Uplink Throughput Maximization in UAV-Aided Mobile Networks: A DQN-Based Trajectory Planning Method
Yuping Lu,
Ge Xiong,
Xiang Zhang,
Zhifei Zhang,
Tingyu Jia,
Ke Xiong
Affiliations
Yuping Lu
Engineering Research Center of Network Management Technology for High Speed Railway of Ministry of Education, School of Computer and Information Technology, Beijing Jiaotong University, Beijing 100044, China
Ge Xiong
Engineering Research Center of Network Management Technology for High Speed Railway of Ministry of Education, School of Computer and Information Technology, Beijing Jiaotong University, Beijing 100044, China
Xiang Zhang
Engineering Research Center of Network Management Technology for High Speed Railway of Ministry of Education, School of Computer and Information Technology, Beijing Jiaotong University, Beijing 100044, China
Zhifei Zhang
Engineering Research Center of Network Management Technology for High Speed Railway of Ministry of Education, School of Computer and Information Technology, Beijing Jiaotong University, Beijing 100044, China
Tingyu Jia
Engineering Research Center of Network Management Technology for High Speed Railway of Ministry of Education, School of Computer and Information Technology, Beijing Jiaotong University, Beijing 100044, China
Ke Xiong
Engineering Research Center of Network Management Technology for High Speed Railway of Ministry of Education, School of Computer and Information Technology, Beijing Jiaotong University, Beijing 100044, China
This paper focuses on the unmanned aerial vehicles (UAVs)-aided mobile networks, where multiple ground mobile users (GMUs) desire to upload data to a UAV. In order to maximize the total amount of data that can be uploaded, we formulate an optimization problem to maximize the uplink throughput by optimizing the UAV’s trajectory, under the constraints of the available energy of the UAV and the quality of service (QoS) of GMUs.

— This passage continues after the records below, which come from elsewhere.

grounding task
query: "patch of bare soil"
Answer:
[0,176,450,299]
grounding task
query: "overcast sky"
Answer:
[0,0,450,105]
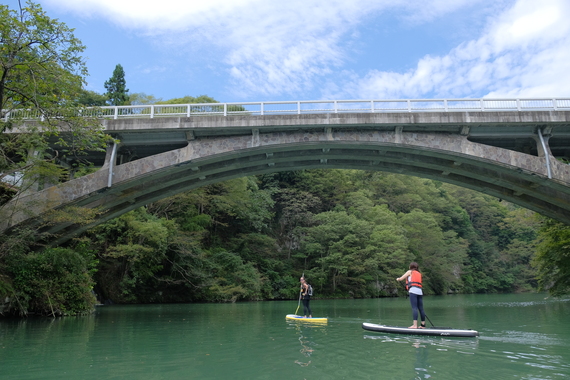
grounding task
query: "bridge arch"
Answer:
[0,116,570,244]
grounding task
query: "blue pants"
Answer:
[410,293,426,322]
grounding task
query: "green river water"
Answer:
[0,294,570,380]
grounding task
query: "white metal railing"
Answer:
[3,98,570,121]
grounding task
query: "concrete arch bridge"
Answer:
[0,99,570,245]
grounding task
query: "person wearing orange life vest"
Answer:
[396,262,426,329]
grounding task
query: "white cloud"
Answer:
[344,0,570,99]
[42,0,570,99]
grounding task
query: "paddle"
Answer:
[295,290,301,315]
[295,272,305,315]
[424,313,435,327]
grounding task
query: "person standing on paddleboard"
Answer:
[396,262,426,329]
[301,277,313,318]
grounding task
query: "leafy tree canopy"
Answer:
[105,64,129,106]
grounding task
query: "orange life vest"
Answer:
[406,270,422,290]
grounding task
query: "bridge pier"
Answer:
[0,112,570,244]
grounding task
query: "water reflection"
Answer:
[288,322,326,367]
[364,335,479,354]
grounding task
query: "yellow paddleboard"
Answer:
[285,314,329,323]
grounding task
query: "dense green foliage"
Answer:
[105,64,129,106]
[69,170,539,303]
[0,2,560,316]
[0,2,108,203]
[534,219,570,296]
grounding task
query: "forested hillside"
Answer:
[83,170,538,303]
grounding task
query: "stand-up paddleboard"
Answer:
[285,314,329,323]
[362,323,479,337]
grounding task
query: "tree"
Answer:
[534,218,570,296]
[105,64,129,106]
[0,1,109,315]
[0,1,108,206]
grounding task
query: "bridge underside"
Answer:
[0,116,570,245]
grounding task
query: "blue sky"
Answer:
[24,0,570,102]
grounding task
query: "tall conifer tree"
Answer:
[105,64,129,106]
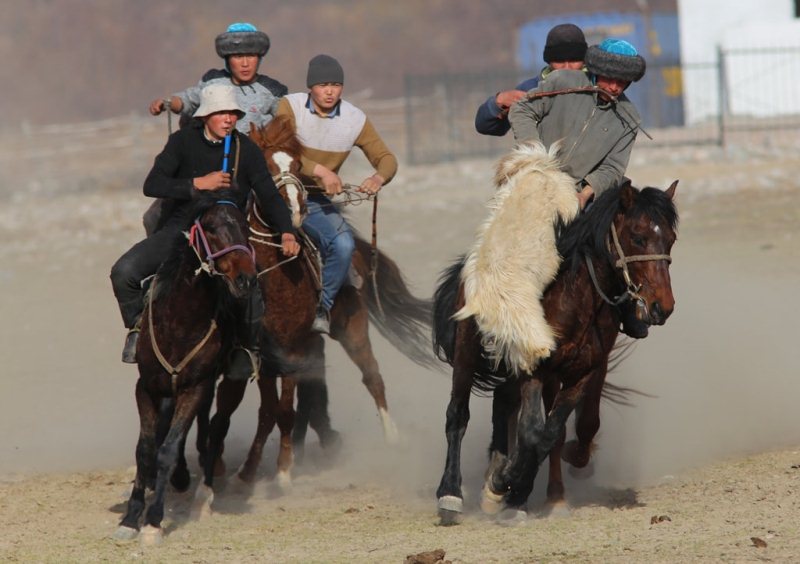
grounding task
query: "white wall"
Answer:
[678,0,800,124]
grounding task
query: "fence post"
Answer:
[403,75,416,164]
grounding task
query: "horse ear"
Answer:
[666,180,678,200]
[619,178,638,210]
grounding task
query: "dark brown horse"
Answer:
[195,117,433,508]
[114,191,256,543]
[434,177,678,524]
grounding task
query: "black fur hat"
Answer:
[586,39,647,82]
[214,23,269,59]
[544,24,586,63]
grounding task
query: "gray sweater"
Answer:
[508,70,641,196]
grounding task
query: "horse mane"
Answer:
[558,179,678,270]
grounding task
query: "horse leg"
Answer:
[542,378,568,515]
[333,286,400,444]
[239,376,278,483]
[561,369,606,478]
[481,377,545,515]
[276,376,295,492]
[436,318,481,525]
[142,379,211,544]
[113,378,158,540]
[293,336,341,459]
[484,382,519,492]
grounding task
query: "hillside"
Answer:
[0,0,675,128]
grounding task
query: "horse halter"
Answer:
[586,223,672,311]
[186,200,256,276]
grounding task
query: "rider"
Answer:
[111,84,300,380]
[277,55,397,333]
[508,39,646,209]
[150,23,289,134]
[475,23,586,137]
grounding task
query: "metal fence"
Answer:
[405,47,800,164]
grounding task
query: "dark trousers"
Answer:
[111,226,266,350]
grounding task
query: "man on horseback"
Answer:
[508,39,646,209]
[111,84,300,379]
[277,55,397,333]
[475,23,586,137]
[149,23,289,134]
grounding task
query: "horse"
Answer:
[196,116,434,502]
[434,145,678,525]
[114,190,257,544]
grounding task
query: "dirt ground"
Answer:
[0,138,800,563]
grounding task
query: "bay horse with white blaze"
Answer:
[197,116,434,502]
[114,191,256,543]
[434,147,678,524]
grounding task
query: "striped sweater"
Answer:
[276,92,397,184]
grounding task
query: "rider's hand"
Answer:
[494,90,525,113]
[314,164,342,196]
[192,170,231,190]
[281,233,300,257]
[358,174,383,196]
[578,184,594,210]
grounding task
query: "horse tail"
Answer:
[433,255,465,366]
[354,234,436,367]
[600,339,656,407]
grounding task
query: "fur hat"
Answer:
[544,24,586,63]
[194,83,244,118]
[214,23,269,59]
[586,39,646,82]
[306,55,344,88]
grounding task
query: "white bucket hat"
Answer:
[194,84,244,118]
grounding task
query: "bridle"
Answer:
[585,223,672,312]
[186,200,256,276]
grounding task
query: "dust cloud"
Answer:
[0,147,800,516]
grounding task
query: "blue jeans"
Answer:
[303,194,355,310]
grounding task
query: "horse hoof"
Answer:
[438,495,464,527]
[497,508,528,527]
[190,484,214,521]
[567,463,594,480]
[561,440,592,468]
[481,484,505,515]
[139,525,164,546]
[275,470,292,494]
[111,525,139,541]
[545,500,571,519]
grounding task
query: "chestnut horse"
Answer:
[198,116,434,504]
[114,191,256,543]
[434,176,678,524]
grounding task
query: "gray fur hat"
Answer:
[306,55,344,88]
[586,39,647,82]
[214,23,269,59]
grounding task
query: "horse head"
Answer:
[250,116,310,228]
[189,191,256,298]
[610,180,678,338]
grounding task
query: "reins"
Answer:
[584,223,672,307]
[525,86,653,141]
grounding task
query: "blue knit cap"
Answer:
[214,22,269,59]
[585,39,647,82]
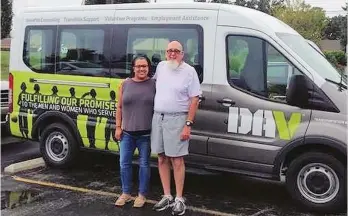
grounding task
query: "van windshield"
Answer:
[277,33,347,84]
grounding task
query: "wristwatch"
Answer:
[186,121,193,127]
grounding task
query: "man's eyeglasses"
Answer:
[134,65,148,68]
[167,49,181,54]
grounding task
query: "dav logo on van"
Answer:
[227,107,302,140]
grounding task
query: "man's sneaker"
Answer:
[172,198,186,215]
[153,195,174,211]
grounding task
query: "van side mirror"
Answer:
[286,75,309,108]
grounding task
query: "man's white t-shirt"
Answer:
[153,61,201,113]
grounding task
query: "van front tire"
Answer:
[40,123,78,168]
[286,152,346,213]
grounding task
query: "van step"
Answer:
[132,160,220,175]
[204,165,274,179]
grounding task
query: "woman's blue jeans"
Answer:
[120,132,151,196]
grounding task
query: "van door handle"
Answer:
[216,98,236,106]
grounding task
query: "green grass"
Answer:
[1,51,10,80]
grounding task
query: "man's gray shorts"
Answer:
[151,112,189,157]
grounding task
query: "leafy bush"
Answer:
[324,51,347,66]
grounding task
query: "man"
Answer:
[151,41,201,215]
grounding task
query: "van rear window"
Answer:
[23,26,56,73]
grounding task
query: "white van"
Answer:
[9,3,347,212]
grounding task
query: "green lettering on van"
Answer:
[273,111,301,140]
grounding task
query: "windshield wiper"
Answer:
[325,75,347,91]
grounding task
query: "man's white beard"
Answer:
[167,60,179,70]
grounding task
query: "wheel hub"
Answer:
[297,163,339,203]
[45,132,69,162]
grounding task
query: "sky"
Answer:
[13,0,348,17]
[305,0,347,17]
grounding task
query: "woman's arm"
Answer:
[116,81,124,129]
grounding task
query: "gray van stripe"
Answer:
[30,79,110,88]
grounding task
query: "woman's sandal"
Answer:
[133,196,146,208]
[115,194,132,206]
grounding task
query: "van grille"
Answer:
[1,90,8,107]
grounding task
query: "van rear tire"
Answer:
[286,152,347,213]
[40,123,78,168]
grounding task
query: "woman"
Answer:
[115,56,156,207]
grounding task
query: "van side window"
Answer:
[57,26,109,77]
[111,25,203,82]
[23,26,55,73]
[227,36,301,102]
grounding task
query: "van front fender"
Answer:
[273,135,347,176]
[31,111,82,146]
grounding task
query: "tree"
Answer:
[340,15,347,52]
[324,15,347,40]
[1,0,13,39]
[273,0,327,44]
[235,0,284,14]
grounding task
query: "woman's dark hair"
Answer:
[130,55,152,78]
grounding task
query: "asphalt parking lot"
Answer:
[1,143,346,216]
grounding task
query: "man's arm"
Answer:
[187,96,199,123]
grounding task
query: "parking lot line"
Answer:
[12,176,237,216]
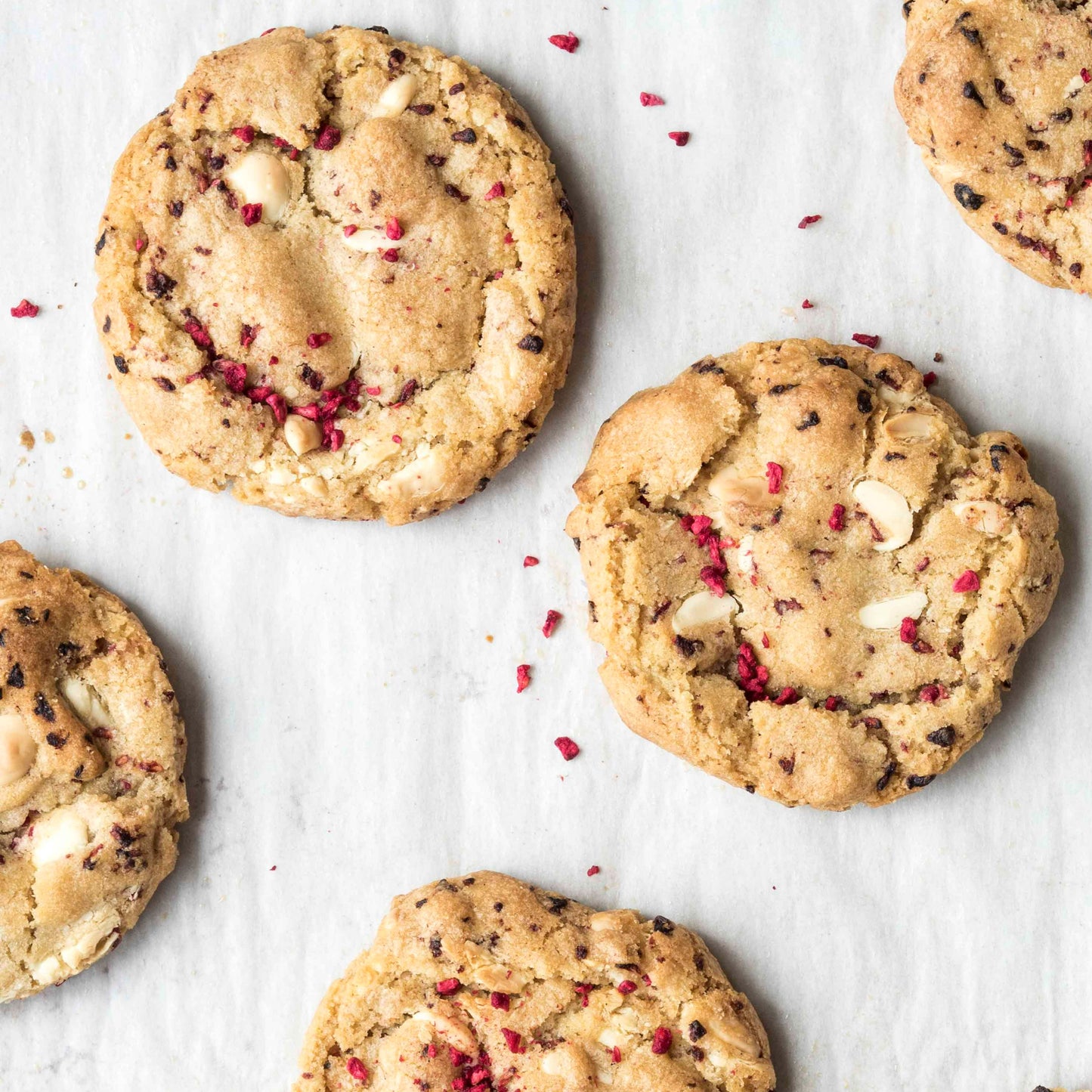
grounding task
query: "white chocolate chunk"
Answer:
[857,592,930,629]
[30,808,88,868]
[0,713,39,788]
[373,72,417,118]
[853,478,914,552]
[227,152,292,224]
[672,592,739,635]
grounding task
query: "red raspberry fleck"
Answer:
[314,125,341,152]
[766,463,785,493]
[11,299,42,319]
[652,1028,672,1053]
[952,569,982,592]
[345,1058,368,1082]
[554,736,580,763]
[549,30,580,54]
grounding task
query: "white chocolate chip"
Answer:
[284,413,322,456]
[857,592,930,629]
[0,713,39,788]
[952,500,1013,535]
[853,478,914,552]
[672,592,739,633]
[373,72,417,118]
[227,152,292,224]
[30,808,88,868]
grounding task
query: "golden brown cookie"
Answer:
[0,542,188,1001]
[896,0,1092,292]
[567,339,1062,809]
[95,26,576,523]
[296,873,775,1092]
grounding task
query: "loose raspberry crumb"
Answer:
[952,569,982,592]
[766,463,785,493]
[549,30,580,54]
[554,736,580,763]
[652,1028,672,1053]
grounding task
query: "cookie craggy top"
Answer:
[896,0,1092,292]
[296,873,775,1092]
[96,27,576,523]
[568,339,1062,809]
[0,543,187,1001]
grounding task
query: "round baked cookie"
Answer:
[0,542,188,1001]
[95,26,576,524]
[567,339,1062,809]
[295,873,775,1092]
[896,0,1092,292]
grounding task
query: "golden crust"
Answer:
[567,339,1062,809]
[296,871,775,1092]
[95,27,576,523]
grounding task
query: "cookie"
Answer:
[95,26,576,524]
[896,0,1092,292]
[0,542,188,1001]
[567,339,1062,809]
[295,873,775,1092]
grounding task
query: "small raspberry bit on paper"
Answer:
[554,736,580,763]
[11,299,42,319]
[515,664,531,694]
[549,30,580,54]
[952,569,982,592]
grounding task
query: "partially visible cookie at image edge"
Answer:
[567,339,1062,809]
[896,0,1092,292]
[95,27,576,523]
[295,871,775,1092]
[0,542,188,1001]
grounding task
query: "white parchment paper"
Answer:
[0,0,1092,1092]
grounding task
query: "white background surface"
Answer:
[0,0,1092,1092]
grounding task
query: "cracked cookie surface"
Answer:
[0,542,188,1001]
[95,27,576,523]
[295,871,775,1092]
[567,339,1062,809]
[896,0,1092,292]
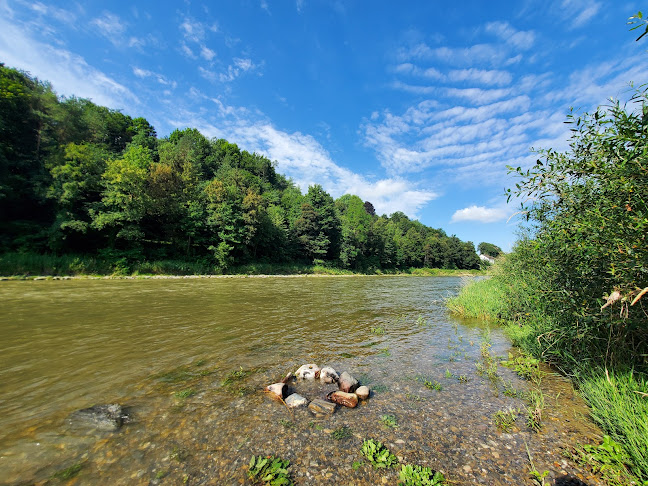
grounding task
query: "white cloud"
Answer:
[485,21,535,50]
[448,68,513,86]
[200,46,216,61]
[0,16,139,108]
[554,0,602,28]
[168,100,438,217]
[90,12,126,41]
[133,67,178,89]
[450,205,509,223]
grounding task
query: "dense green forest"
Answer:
[0,64,479,271]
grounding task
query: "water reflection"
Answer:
[0,277,595,484]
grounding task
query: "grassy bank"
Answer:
[0,253,482,279]
[447,268,648,485]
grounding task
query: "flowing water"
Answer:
[0,277,599,485]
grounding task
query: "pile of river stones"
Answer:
[266,364,371,415]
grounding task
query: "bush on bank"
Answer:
[448,90,648,481]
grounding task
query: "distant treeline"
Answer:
[0,64,479,271]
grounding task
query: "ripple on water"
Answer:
[0,278,599,485]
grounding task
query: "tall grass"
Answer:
[447,255,648,481]
[580,370,648,481]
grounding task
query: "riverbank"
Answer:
[0,253,484,280]
[447,268,648,485]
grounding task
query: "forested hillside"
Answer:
[0,64,479,271]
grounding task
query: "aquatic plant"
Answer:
[423,380,443,391]
[331,425,353,440]
[526,390,545,432]
[247,456,294,486]
[565,435,648,486]
[398,464,446,486]
[51,463,83,481]
[380,414,398,429]
[493,409,518,432]
[500,353,542,384]
[173,388,196,400]
[279,419,295,429]
[360,439,398,468]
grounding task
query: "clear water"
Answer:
[0,277,597,484]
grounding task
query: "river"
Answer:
[0,277,599,485]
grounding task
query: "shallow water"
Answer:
[0,277,599,485]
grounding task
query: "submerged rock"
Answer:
[295,364,320,380]
[286,393,308,408]
[326,391,358,408]
[320,366,340,383]
[339,371,360,393]
[266,383,286,398]
[69,403,130,431]
[355,385,371,400]
[308,398,335,415]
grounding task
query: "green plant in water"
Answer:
[360,439,398,468]
[173,388,196,400]
[527,390,545,432]
[331,425,353,440]
[423,380,443,391]
[247,456,294,486]
[501,353,541,383]
[493,409,518,432]
[398,464,446,486]
[51,464,83,481]
[380,415,398,429]
[279,419,295,429]
[504,381,522,398]
[221,366,252,386]
[566,435,648,486]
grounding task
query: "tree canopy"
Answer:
[0,64,479,271]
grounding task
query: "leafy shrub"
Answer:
[360,439,398,468]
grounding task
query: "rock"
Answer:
[286,393,308,408]
[266,383,286,398]
[320,366,340,383]
[326,391,358,408]
[69,403,130,431]
[308,398,335,415]
[295,364,320,380]
[339,371,360,393]
[355,385,371,400]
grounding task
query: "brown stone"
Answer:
[308,398,335,415]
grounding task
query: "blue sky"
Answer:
[0,0,648,249]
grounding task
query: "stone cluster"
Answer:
[266,363,371,415]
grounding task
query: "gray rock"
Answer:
[308,398,335,415]
[320,366,340,383]
[285,393,308,408]
[69,403,130,431]
[340,371,360,393]
[356,385,371,400]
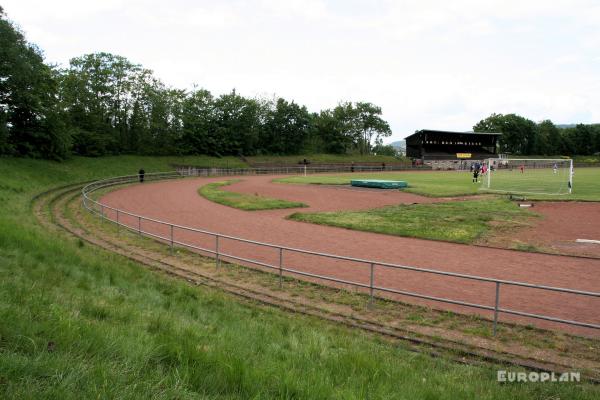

To solve the non-convex problem, we propose a deep Q-network (DQN)-based method, in which we employ the iterative updating process and the Experience Relay (ER) method to reduce the negative effects sequence correlation on the training results, and the ε-greedy method is applied to balance the exploration and exploitation, for achieving the better estimations of the environment and also taking better actions. Different from previous works, the mobility of the GMUs is taken into account in this work, which is more general and closer to practice. Simulation results show that the proposed DQN-based method outperforms a traditional Q-Learning-based one in terms of both convergence and network throughput. Moreover, the larger battery capacity the UAV has, the higher uplink throughput can be achieved.